Sermaye Piyasası Kurulu Başkanı, “sukuk” (faizsiz bono) ile Körfez ülkelerindeki paraları Türkiye’ye çekmek için düzenlemeler yapılacağını açıkladı.
Durup dururken nereden çıktı?
Acaba,
- Devlet ve özel sektörün dövize ihtiyacı var. Devlet ve özel sektör uluslararası piyasalarda cari faiz oranıyla borçlanamıyor. Çaremiz kalmadı. Körfez ülkelerinden para bulmaya mı mecburuz?
- Sukuk ile borçlanmanın maliyeti daha mı düşük?
- Devlet ve özel sektör, faizle para alıp vermekten hoşlanmadığı için yavaş yavaş faizsiz sisteme mi geçeceğiz?
Nedir bu sukuk?
“Sukuk”, basit anlatımıyla “faizsiz bono”. Bono sahibine faiz yerine başka isimler altında ödeme yapılıyor. “Şeriat” kaidelerine göre, farklı borçlanma yolları var. “İcara” (icarah), icar karşılığı borçlanma yolu. Ürün karşılığı borçlanma “Muzara“, sulama karşılığı borçlanma “Musaqa”, ağaçlandırma karşılığı “Mugarasa” diye adlandırılan borçlanma yolları var. Salam, İstisna, Musharaka (Sharika), Mudaraba, Vakala, Murabaha gibi farklı uygulamalar da mevcut.

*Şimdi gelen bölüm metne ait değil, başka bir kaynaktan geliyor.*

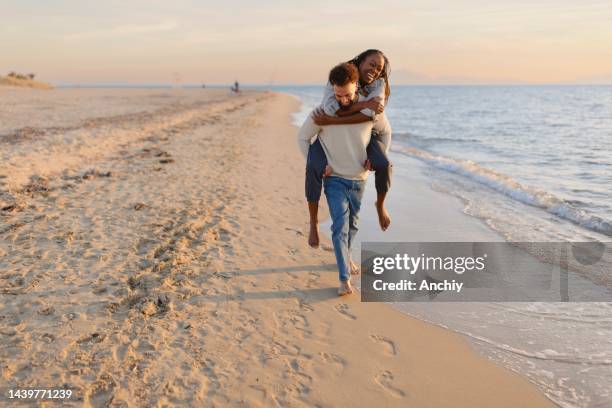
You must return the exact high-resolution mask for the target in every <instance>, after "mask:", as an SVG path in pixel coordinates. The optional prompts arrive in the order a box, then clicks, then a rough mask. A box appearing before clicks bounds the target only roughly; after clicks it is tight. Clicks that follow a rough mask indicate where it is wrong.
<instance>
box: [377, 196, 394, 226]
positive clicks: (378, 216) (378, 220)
mask: <svg viewBox="0 0 612 408" xmlns="http://www.w3.org/2000/svg"><path fill="white" fill-rule="evenodd" d="M374 205H376V212H377V213H378V223H379V224H380V229H381V230H383V231H386V230H387V228H389V225H391V217H390V216H389V213H388V212H387V209H386V208H385V205H384V204H382V205H378V201H376V202H375V203H374Z"/></svg>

Sukuk, Müslümanların faizsiz bonosu. Yahudilerin de faizsiz bonosu var. Onun adı da “gemach”.
Körfez ülkelerinde faiz yok mu?
Standart&Poors’un Körfez ülkeleri finans kuruluşlarında yaptığı araştırmaya göre, Körfez ülkelerindeki fonların yüzde 80’i faizli olarak değerlendiriliyor. Yüzde 20’si ise faizsiz yatırım araçlarına bağlanıyor.
Körfez ülkelerinde faizsiz yatırım araçlarına bağlanan paranın toplamının 1.2 trilyon dolar dolayında olduğu belirtiliyor.
Türklerin “sukuk” aşkı yeni mi?
Bizde arada sırada “sukuk” aşkı depreşir. Hükümet 2003 yılında sukuk ile borçlanmaya niyetlenmişti.
Yedi yıl önce Milliyet Ekonomi’de Nedim Şener, kamuya (halka) ait malların, mülklerin bir varlık şirketine devredileceğini, bu mallar mülkler karşılığı “İslam Bonosu” bastırılacağını, bu bonoların Araplara satılacağını yazdı. Kamu (halk), mülkiyetini devrettiği mala ve mülke kira ödeyecek, bu kira bedeli de faiz yerine İslam Bonosu satın alan Araplara gidecekti... Araplara ödenecek kiranın belli bir faiz gelirinin altına düşmeyeceğinin garantisi de, bu isin “takiye”sini teşkil edecekti.
Unuttuğumuz SPK araçları var
Sermaye piyasası denilince hisse senedinden başka aracı düşünemez olduk. Özel sektör kuruluşlarının yararlanabileceği çok sayıda araç var. Bono, tahvil, hisse senediyle değiştirilebilir tahvil, varlığa dayalı menkul kıymet, katılma intifa senetleri, kâra iştirakli tahvil, ipotekli borç ve irat senetleri, finansman bonosu, banka bonosu ve banka garantili bono, daha önceleri sermaye piyasasında kullanılan ama sonra unutulan araçlar.
Bunlara “sukuk”un eklenmesinin zararı yok ama “sukuk“u kurtarıcı görmek yanlış olur. Çünkü zaten iyi işleyen faizsiz bankacılık yapan katılım bankaları sistemine sahibiz. Banka sistemi ve özel sektör kuruluşları istedikleri zaman istedikleri miktarda dış kredi bulabiliyor.
Daha fazla borçlanmaya çalışacak yerde kendi kendimize yeter olmaya bakalım.
Bizim tek derdimiz ”borçlanmak” olmamalı. “IMF ne kadar para verir? IMF para vermezse nereden borçlanırız? Körfez sermayesini nasıl çekeriz?” diye dertleneceğimize, borçlanmadan yaşamaya bakalım.
Biz hep “el parası” ile mi yaşayacağız? Fırsat bu fırsat... Kriz sonu döviz açığımızı küçük tutmanın yollarını arasak daha iyi olmaz mı? Daha az ithalat, daha çok ihracat yaparak, üretimi coşturarak döviz açığımızı küçültsek, “Körfez ülkelerinden daha fazla nasıl borçlanırız?” diyerek formüller aramaya gerek kalmaz.